Büyüme oranları yavaşlarken, Haziran ayı enflasyon verileri de beklenenden daha iyi geldi.
Böylesine bir tablonun, geçmişte de çok yakından izlediğimiz gibi; popülizmi tahrik edecek bir tablo olduğu açık. Küçük de olsa işaretler alınmaya başladı ama asıl bundan sonra, bazı işadamı ve politikacılardan gelen popülist söylemlerin arttığını hep birlikte göreceğiz.
Şahsen; yakında iktidar partisinin bazı eski maliyeci yöneticilerinden, “Merkez Bankası faiz oranlarını artık indirmeli”, “Kamu harcamaları artırılmalı” gibi demeçlerin gelmesini bekliyorum. Zaten bu veriler gelmeden, “Avrupa’da para basılacak, paralar bize gelecek” demeye başladılar. Şimdi ise faiz oranlarının indirilip, kredilerin artırılması, bankaların işletmelere daha esnek davranmaları gerektiği gibi konuları, yine işlemeye başlayacaklardır.
Çünkü görünen o ki; ikinci çeyrek büyüme oranları da ilk çeyreğe paralel bir seyir izleyecek, enflasyon rakamları bulunduğu seviyeden çok yukarı çıkmayacak, hatta Ekim ayında baz etkisi nedeniyle ciddi bir gerileme yaşayacak...
İşte size klasik popülistlerin arayıp da bulamadığı bir tablo..

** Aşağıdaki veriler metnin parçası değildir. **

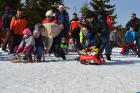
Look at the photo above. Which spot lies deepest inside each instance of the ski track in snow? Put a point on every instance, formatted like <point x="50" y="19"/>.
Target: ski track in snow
<point x="121" y="75"/>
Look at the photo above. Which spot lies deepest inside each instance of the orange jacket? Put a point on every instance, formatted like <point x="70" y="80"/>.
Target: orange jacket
<point x="18" y="24"/>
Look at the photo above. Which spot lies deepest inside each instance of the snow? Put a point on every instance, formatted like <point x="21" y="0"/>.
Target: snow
<point x="121" y="75"/>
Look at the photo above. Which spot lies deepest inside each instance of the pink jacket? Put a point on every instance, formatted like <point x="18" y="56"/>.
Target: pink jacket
<point x="0" y="21"/>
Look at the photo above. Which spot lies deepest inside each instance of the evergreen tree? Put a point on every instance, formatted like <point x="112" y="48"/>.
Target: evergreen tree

Halbuki iktisatçılar, ekonomideki yavaşlamanın Merkez Bankası’nın varsaydığı yavaşlamadan daha yumuşak olduğunu, bu nedenle Merkez Bankası’nın sıkı durmaya devam etmesi gerektiğini söylüyorlar, ama ne gam.

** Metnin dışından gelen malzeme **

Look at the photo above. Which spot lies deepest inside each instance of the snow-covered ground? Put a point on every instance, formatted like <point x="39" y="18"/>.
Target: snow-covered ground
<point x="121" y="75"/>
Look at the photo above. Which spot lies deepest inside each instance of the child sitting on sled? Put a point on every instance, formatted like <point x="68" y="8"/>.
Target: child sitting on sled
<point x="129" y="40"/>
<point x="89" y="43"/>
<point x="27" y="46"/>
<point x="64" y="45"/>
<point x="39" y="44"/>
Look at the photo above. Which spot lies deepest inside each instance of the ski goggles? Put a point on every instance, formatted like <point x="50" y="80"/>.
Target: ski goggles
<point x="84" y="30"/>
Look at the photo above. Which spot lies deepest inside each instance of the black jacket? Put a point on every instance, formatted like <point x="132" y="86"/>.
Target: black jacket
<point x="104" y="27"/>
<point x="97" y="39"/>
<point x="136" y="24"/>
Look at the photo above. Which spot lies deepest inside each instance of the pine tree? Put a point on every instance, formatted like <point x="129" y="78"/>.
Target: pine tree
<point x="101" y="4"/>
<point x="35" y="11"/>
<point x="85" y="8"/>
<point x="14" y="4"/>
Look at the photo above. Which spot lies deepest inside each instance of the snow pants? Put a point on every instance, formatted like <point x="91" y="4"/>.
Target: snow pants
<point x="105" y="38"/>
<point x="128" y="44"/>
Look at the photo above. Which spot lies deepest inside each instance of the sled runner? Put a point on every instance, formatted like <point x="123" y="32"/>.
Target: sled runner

Haziran ayı enflasyon verileri mevsim ve takvim etkisinden arındırıldığında hiç de düzelme görülmüyor, Ekim ayındaki baz etkisiyle yapılacak düzeltmeden sonra ne olacağı belli değil, ne kadar iyi gitse de yüzde 5 enflasyon hedefinin hala üzerinde kalacağız, ama ne gam.